Un vaste réseau criminel fait passer
illégalement des paysans mexicains aux États-Unis pour les exploiter à
moindre coût, avant de les renvoyer chez eux et de les assassiner à la
frontière. Les services d’immigration mexicains et américains décident
de conjuguer leurs talents pour en venir à bout et chargent deux de
leurs meilleurs enquêteurs d’infiltrer l’organisation.
Border Incident
est le premier film que signe Anthony Mann pour la MGM après avoir fait
ses preuves dans des séries rondement menées notamment au sein de la
RKO. Le sujet et l'âpreté du traitement peuvent surprendre pour une
production MGM mais résultent d'une volonté de s'ouvrir à une veine plus
réaliste. Ce changement vient notamment de l'embauche du producteur
Dore Schary aux fortes préoccupations de gauche et qui emmène dans son
sillage nombre de collaborateurs ayant la même sensibilité.
Il résulte
donc de cela des productions aux questionnements sociaux forts (Feux croisés
de Edward Dmytryk (1947) un des plus gros succès critiques et public de
Dory à la RKO traitait notamment de l'antisémitisme) qui vont
idéalement se mêler à l'approche efficace d'Anthony Mann. Border Incident est une œuvre à la croisée des chemins pour le réalisateur qui retrouve le postulat d'une de ses plus fameuses série B (La Brigade du suicide
(1947) réalisé pour Edward Small Productions) avec ses policiers
infiltrés dans un cadre qui annonce son virage mémorable vers le
western.
La Brigade du suicide, son
tournage à l'économie et ses décors studios cèdent donc aux grands
espaces californiens et cette frontière mexicaine où sont cruellement
agressés des travailleurs clandestins. La photo de John Alton baigne
pourtant d'une même incertitude et danger les pérégrinations de nos
policiers, les extérieurs dissimulant puis révélant une mort brutale (la
saisissante embuscade de travailleurs dans le canyon, un champ dont
l'horizon nocturne guide vers des ténèbres mortelles) tandis que le
casting recèle de trognes intimidantes. Côté mexicain c'est la cupidité
et la violence crasse des petites mains décérébrées tandis que chez les
profiteurs américains (le personnage d'Howard Da Silva) le calcul
sournois et l'avidité masquent une profonde lâcheté. Le scénario
remarquable caractérise le flic américain (George Murphy) et mexicain
(Ricardo Montalban) dans l'action, la gouaille de l'américain dupant
autant les adversaires que le profil bas et l'audace de Ricardo
Montalban.
La menace permanente de cette mission en infiltration se
ressent par l'incroyable violence de l'ensemble.
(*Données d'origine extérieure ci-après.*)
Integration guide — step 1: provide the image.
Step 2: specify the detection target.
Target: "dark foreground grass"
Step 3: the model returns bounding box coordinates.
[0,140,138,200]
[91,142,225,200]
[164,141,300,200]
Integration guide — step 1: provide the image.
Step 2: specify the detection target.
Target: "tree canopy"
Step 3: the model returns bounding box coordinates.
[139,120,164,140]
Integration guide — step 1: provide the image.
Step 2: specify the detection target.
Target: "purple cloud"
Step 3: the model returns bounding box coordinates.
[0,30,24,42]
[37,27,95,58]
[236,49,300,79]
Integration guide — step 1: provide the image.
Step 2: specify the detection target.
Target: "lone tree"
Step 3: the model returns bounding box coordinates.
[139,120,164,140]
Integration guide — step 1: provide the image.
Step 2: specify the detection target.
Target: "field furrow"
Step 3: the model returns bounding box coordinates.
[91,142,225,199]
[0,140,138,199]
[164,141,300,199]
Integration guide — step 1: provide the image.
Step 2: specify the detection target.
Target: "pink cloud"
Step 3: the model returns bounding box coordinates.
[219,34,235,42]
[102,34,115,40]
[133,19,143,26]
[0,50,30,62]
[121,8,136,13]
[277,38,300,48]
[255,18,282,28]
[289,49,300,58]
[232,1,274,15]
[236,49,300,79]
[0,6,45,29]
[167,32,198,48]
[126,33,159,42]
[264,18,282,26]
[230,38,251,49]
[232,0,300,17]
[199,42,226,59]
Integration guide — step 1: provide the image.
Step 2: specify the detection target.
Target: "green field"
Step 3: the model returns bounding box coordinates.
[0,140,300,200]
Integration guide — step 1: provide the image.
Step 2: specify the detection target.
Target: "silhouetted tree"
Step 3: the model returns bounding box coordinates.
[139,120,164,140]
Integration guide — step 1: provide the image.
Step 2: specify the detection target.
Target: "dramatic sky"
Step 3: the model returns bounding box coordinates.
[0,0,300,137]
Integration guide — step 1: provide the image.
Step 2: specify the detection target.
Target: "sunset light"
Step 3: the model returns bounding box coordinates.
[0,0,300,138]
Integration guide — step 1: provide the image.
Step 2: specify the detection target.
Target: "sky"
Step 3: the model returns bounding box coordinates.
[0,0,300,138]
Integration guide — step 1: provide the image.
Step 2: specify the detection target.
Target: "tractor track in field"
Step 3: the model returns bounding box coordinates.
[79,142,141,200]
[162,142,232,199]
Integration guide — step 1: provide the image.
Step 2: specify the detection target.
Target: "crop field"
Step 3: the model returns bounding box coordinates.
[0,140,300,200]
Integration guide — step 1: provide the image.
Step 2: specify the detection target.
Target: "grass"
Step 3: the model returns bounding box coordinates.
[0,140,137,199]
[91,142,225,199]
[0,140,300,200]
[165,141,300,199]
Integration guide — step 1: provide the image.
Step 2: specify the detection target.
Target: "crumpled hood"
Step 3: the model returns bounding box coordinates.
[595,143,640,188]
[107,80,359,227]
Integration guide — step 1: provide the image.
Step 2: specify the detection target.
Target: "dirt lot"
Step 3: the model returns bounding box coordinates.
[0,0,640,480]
Tortures, mise à mort
expéditives ou savamment mise en scène (une moissonneuse qui fera de
sacré dégâts) parsèment un récit qui renvoient dos à dos les communautés
mexicaines et américaines soumises à une même avidité et corruption. Le
final est un sacré moment où le film noir se mêle brillamment au
western dans un face à face au sein d'un canyon, notamment la
composition et le cadrage qui précède un affronte au fusil. L'année
suivante Anthony Mann allait signer une sacrée triplette western avec Les Furies, La Porte du diable et Winchester 73
(ce dernier lançant son fameux cycle avec James Stewart) et tout le
brio qu'il démontrera dans le genre est déjà là, tout en reposant sur la
stylisation et la férocité de son passif dans le film noir.